From: Martin Thomson <mt@lowentropy.net>
Date: Tue, 10 Mar 2020 18:51:09 +1100
Message-Id: <579453b7-99cf-45cc-809c-c91f29207a1f@www.fastmail.com>
To: ietf-http-wg@w3.org
On Tue, Mar 10, 2020, at 18:29, Mike West wrote:
> 1. Perhaps we do this kind of thing only for a specific endpoint 
> (`/.well-known/migrate-nonsecure-cookies`, for example)?

Eww.  More seriously, I can't see this fitting with existing needs very well.

> 2. Perhaps we prefix the non-secure cookie names with `__Non-secure-` 
> rather than minting a new header?

That might work.  It's new mechanisms, but not new-header-field new mechanisms.  More below.

> Ideally, the load-balancing case devolves to the LB doing an immediate 
> redirect to HTTPS, and then deciding which backend the user should 
> stick to in that secure context. I don't think we should add new 
> attributes in order to support sites that push users back and forth 
> from HTTPS to HTTP.

Yes. HSTS is the only path that has long-term legs here.  If port 80 wants to do some setup for port 443, that's not terrible, but ultimately I think we need to have servers prepared for the first connection arriving on 443.

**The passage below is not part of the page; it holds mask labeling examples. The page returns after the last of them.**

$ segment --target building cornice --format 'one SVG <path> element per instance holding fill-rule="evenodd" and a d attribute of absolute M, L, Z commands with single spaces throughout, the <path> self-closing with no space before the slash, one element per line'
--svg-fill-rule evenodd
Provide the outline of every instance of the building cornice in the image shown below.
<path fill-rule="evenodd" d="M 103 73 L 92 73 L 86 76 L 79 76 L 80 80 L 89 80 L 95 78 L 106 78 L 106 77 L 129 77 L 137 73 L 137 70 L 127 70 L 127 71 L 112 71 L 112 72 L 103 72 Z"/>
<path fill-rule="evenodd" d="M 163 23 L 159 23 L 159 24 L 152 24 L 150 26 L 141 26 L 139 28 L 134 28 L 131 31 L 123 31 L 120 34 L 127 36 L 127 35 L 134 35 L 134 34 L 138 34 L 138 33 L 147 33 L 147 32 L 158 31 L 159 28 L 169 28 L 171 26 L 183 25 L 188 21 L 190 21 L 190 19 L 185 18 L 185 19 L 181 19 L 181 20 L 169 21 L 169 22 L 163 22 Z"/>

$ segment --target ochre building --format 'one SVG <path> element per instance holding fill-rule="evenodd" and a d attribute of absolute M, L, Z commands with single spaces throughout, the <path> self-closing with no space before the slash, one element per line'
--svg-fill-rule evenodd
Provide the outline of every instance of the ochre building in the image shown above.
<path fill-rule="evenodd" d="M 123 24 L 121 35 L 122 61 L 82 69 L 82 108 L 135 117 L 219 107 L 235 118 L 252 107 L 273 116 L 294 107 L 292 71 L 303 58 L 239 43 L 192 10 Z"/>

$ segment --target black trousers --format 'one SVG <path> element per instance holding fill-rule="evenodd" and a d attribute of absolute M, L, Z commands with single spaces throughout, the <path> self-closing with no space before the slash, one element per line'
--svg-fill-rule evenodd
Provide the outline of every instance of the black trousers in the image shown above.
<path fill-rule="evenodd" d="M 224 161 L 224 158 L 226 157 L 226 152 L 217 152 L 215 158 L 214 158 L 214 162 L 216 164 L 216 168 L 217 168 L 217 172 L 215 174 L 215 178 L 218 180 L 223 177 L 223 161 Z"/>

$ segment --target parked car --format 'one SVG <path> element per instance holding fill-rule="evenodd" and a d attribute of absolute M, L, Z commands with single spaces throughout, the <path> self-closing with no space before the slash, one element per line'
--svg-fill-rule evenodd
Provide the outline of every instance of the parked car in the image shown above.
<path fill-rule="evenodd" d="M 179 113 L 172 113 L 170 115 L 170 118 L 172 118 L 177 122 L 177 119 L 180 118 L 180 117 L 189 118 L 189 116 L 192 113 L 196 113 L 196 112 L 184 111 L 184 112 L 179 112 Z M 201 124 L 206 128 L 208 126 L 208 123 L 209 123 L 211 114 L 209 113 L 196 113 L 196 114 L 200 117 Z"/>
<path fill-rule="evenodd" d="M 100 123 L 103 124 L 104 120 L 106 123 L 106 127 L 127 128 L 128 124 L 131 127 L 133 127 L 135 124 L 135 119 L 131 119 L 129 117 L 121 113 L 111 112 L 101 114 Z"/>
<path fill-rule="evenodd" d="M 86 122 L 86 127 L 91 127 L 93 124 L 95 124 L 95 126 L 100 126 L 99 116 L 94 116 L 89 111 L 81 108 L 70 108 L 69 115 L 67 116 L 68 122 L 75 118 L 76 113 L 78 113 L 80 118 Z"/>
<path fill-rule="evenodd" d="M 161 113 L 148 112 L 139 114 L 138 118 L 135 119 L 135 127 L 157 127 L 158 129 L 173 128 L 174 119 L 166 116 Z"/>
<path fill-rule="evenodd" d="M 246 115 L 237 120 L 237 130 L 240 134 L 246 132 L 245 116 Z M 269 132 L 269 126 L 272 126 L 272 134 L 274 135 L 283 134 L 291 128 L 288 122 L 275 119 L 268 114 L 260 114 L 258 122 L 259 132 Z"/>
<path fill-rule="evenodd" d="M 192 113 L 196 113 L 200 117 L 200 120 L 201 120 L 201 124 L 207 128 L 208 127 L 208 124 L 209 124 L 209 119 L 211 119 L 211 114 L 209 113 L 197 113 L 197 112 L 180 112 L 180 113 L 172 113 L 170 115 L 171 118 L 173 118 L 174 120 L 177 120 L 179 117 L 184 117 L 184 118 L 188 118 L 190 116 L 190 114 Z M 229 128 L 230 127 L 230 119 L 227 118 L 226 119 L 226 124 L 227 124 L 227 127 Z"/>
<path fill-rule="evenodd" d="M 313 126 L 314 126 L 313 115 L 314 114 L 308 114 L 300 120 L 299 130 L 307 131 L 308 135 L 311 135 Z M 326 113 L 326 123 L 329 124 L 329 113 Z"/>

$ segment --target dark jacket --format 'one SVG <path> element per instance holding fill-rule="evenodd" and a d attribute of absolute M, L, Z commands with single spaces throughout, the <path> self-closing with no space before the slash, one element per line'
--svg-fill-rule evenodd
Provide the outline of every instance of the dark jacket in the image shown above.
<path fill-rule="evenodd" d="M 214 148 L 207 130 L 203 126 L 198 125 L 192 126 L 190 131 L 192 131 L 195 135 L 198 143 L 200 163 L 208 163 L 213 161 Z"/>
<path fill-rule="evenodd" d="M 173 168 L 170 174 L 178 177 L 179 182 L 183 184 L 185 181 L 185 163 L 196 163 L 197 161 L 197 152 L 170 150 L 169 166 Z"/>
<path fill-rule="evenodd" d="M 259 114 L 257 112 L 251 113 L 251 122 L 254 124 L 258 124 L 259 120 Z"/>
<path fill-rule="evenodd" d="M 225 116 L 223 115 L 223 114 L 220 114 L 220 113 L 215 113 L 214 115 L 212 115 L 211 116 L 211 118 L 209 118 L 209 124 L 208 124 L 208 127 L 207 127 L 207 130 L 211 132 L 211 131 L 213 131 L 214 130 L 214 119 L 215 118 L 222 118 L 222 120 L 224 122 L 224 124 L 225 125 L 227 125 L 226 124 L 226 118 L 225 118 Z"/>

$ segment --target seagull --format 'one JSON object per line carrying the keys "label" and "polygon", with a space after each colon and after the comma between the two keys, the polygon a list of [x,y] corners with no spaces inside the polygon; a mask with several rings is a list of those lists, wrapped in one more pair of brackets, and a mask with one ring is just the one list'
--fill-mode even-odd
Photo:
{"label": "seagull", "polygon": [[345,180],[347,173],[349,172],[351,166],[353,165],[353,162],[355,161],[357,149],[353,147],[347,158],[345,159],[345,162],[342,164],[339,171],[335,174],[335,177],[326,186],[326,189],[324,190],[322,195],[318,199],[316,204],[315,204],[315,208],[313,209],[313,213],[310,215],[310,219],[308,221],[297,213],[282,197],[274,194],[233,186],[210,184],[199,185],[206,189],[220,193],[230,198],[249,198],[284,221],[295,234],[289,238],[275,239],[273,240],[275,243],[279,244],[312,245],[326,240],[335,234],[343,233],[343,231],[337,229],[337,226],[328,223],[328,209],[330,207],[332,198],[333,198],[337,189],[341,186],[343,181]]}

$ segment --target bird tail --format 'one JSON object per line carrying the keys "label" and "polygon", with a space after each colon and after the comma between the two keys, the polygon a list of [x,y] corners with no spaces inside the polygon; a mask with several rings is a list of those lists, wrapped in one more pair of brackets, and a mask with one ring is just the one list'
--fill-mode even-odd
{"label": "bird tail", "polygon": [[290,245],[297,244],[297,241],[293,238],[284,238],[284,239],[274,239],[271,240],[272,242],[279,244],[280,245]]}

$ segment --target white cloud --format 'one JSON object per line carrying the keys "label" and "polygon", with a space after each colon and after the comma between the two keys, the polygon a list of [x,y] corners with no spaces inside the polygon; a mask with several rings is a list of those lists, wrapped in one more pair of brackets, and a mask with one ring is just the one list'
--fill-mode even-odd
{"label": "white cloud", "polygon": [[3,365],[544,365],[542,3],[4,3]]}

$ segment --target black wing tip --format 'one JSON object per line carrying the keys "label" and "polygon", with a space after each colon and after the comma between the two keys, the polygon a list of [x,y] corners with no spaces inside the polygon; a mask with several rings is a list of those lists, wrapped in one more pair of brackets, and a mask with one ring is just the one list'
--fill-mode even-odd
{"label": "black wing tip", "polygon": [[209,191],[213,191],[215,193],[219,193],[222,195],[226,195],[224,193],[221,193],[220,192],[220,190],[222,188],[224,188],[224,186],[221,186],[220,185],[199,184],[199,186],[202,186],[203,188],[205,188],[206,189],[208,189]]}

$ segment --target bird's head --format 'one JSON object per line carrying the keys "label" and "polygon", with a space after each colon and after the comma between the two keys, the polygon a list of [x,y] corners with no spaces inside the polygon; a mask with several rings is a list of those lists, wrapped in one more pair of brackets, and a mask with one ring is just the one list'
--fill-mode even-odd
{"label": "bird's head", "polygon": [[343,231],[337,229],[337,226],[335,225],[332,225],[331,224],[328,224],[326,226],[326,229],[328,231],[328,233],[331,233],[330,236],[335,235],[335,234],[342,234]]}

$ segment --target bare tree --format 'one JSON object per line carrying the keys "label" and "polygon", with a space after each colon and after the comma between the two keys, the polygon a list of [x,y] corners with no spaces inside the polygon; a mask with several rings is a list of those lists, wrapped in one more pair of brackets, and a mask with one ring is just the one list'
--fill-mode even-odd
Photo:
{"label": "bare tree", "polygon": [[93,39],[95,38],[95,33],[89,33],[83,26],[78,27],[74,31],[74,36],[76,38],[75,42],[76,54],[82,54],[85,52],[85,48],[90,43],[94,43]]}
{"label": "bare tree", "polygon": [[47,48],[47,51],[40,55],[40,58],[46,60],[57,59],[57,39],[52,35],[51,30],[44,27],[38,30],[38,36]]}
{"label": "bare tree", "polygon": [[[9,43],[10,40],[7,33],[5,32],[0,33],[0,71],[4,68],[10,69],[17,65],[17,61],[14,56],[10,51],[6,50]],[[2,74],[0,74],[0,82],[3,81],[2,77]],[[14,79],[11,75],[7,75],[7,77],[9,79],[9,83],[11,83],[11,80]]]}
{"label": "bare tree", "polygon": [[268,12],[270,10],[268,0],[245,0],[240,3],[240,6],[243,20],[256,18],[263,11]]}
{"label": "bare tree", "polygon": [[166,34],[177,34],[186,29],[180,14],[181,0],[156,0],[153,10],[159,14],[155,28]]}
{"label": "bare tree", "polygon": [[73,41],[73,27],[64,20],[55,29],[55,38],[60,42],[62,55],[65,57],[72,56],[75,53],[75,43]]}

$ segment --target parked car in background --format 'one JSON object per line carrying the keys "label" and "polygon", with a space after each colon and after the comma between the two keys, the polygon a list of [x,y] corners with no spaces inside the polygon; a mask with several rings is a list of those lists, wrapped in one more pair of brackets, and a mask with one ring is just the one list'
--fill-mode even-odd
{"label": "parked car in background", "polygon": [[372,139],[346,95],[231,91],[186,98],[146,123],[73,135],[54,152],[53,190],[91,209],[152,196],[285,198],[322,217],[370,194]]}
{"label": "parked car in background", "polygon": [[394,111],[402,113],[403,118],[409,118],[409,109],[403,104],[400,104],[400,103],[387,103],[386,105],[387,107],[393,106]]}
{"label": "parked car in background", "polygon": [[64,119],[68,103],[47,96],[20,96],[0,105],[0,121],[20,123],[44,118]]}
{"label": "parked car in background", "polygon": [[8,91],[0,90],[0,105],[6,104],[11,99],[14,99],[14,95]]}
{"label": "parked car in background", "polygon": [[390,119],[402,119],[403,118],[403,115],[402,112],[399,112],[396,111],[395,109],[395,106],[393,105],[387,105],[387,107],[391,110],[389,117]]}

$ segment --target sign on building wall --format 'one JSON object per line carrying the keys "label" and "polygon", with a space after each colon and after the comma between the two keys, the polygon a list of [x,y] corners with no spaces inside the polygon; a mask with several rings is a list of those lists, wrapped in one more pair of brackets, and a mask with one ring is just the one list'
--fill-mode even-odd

I'd like to understand more of why there might be multiple cleartext redirects involved.  Or why it might be desirable to not include cookies in all of those responses.

To that end, anything we do here will apparently cause immediate bustage, with the possible exception of what I proposed (absent multiple redirects being involved).

You might annotate those with tags that indicate their shaky status as a warning, but I expect that anything that isn't bustage will be roundly ignored.  So moving them, either by changing their name or putting them in a new header field, does have the effect of causing sites to pay attention.  But flat-out removing the cookies would also have a similar effect and that is the end goal.

The only value to moving them is that maybe servers can salvage something from this quickly and without a ton of extra engineering.  I think that the prefix is the most likely to be conducive to some form of salvage, but I would want to hear that this is necessary and easy before we get into a multi-stage deprecation process.